Any kid who grew up in the '90s will recall the tumult and the wave of parental and political concern that followed the release of "South Park" back in 1997. Even though the children of the series were being voiced by adults, that didn't stop the series from rattling a lot of cages with its foul-mouthed third-graders (later fourth-graders) facing some decidedly adult content.

However, there was another series that was taking that same brunt from many of the same types of concerned pundits for similar reasons only a few years earlier: "Beavis and Butt-Head." The MTV series was just as controversial as "South Park" was, and also like that series, the more adults said the show was awful and shouldn't be watched by anyone, the more kids and teenagers showed up in droves to tune in. Surprisingly, though, the two shows have even more in common than you might think, and it was precisely that similarity that landed "South Park" on Comedy Central rather than MTV.

Mike Judge's experience helped convince the South Park creators

Doug Herzog, former MTV Productions and Comedy Central president, recently sat down with his "Basic" podcast co-host Jen Chaney, as well as "Beavis and Butt-Head" creator Mike Judge, to talk about the similarities between the shows. Interestingly, with Judge there to spark the memory, Herzog revealed that the whirlwind of controversy that followed Judge's series on MTV was actually what convinced "South Park" creators Trey Parker and Matt Stone to go with Comedy Central instead.

"I was at Comedy Central at this point. We were bidding against MTV. I convinced the guys, 'Look what Mike Judge just went through.' I said, 'It's a teen audience, and they're not going to let you do the show you want to do there,' Herzog recalled. "That convinced them to come to Comedy Central because we would have an 'adult audience.'"

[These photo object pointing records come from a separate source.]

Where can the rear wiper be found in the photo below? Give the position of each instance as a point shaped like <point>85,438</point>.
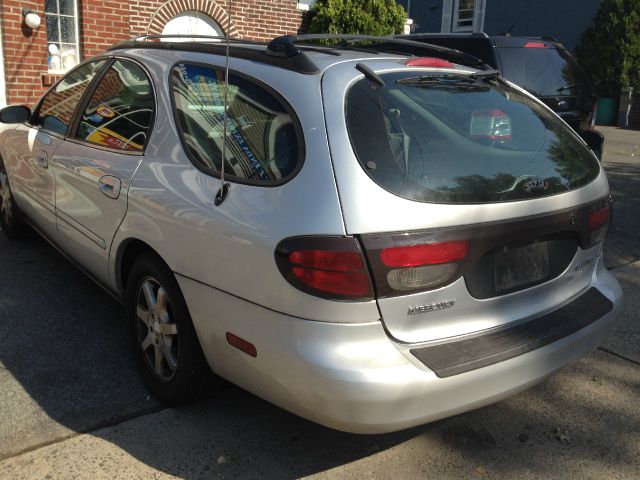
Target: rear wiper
<point>569,87</point>
<point>472,78</point>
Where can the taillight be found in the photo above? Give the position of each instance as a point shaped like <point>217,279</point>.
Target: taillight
<point>428,62</point>
<point>328,267</point>
<point>426,254</point>
<point>411,263</point>
<point>536,45</point>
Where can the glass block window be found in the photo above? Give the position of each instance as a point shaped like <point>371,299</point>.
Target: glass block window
<point>464,11</point>
<point>62,34</point>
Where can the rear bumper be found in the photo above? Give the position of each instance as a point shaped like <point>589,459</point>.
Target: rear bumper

Honestly, that's pretty shrewd. As Herzog had been on both sides of the fence, he was in a perfect position to ensure Comedy Central had a leg up as he had already gone through the problems related to Judge's show at MTV himself. Either way, "South Park" has since gone on to sign a deal with Paramount+ (via The Hollywood Reporter), just like "Beavis and Butt-Head" did, giving the two controversial '90s animated series yet another thing in common.